De tous les livres qui se sont écrits sur et autour du 11 septembre 2001, celui de Ron Suskind compte parmi les meilleurs et les plus crédibles. Journaliste au Washington Post, cet ancien Prix Pulitzer y décrit comment, au fil des jours, s’est élaborée la riposte américaine au terrorisme et comment s’est imposée la « doctrine du 1 % » du vice-président Dick Cheney. Il nous apprend également comment, confronté à des ennemis sans armée, dispersés sur la planète et jusque sur le territoire des États-Unis, la décision s’est prise de mener une contre-offensive à l’abri du regard du public et quelquefois en contravention avec les lois américaines.

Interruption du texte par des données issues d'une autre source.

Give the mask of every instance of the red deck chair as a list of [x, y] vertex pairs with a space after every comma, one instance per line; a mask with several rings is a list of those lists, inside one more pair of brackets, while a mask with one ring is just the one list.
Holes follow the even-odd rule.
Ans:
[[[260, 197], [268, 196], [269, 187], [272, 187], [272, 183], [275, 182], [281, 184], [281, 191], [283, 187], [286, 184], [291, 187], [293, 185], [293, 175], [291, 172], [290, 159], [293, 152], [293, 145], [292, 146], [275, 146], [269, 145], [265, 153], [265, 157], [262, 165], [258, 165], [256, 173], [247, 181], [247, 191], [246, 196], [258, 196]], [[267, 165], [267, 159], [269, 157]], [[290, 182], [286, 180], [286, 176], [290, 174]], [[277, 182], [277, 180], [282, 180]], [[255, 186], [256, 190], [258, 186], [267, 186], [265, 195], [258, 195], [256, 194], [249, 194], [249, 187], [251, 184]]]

Son principal informateur, parmi une centaine, est Georges Tenet, alors le directeur de la CIA à qui l’Administration Bush-Cheney a confié le mandat de mener cette bataille « invisible ». Avec lui, on assiste aux briefings quotidiens d’un président soucieux du détail des opérations et d’un vice-président plus branché sur les paramètres généraux. On constate avec lui l’impossibilité de coordonner le travail des différents organismes (22) chargés de la sécurité du pays et on suit à la trace les opérations de la CIA sur le terrain, en particulier au Pakistan et en Arabie saoudite.
Au final, Ron Suskind donne à voir une organisation assez mal préparée à relever le défi qu’on lui a confié, non pas tant par manque de compétences qu’en raison du cadre dans lequel on la force à travailler, notamment la doctrine du 1 % selon laquelle, si une catastrophe a une chance sur cent de se produire, l’Amérique doit y réagir comme si elle était une certitude. De plus, ce principe demande d’agir vite, en escamotant les étapes nécessaires à l’élaboration de la preuve, démarche jugée trop contraignante. Bref, on frappe d’abord, on pose les questions ensuite.
Livre rigoureux, écrit par un journaliste chevronné, remarquablement bien informé de surcroît, La guerre selon Bush ne nous apprend toutefois rien de spectaculaire. Son grand mérite est de nous faire pénétrer au cœur des forums où se prennent les décisions qui changent la face du monde. Surtout, il révèle les mécanismes qui ont amené une poignée d’individus à convaincre les Américains de s’engager dans une guerre sans honneur, en Irak. Pour qui sait passer par-dessus certaines difficultés de lecture dues à la surabondance d’informations et aux maladresses de la traduction, La guerre selon Bush réserve le rare plaisir d’observer, de très près, l’Histoire en marche.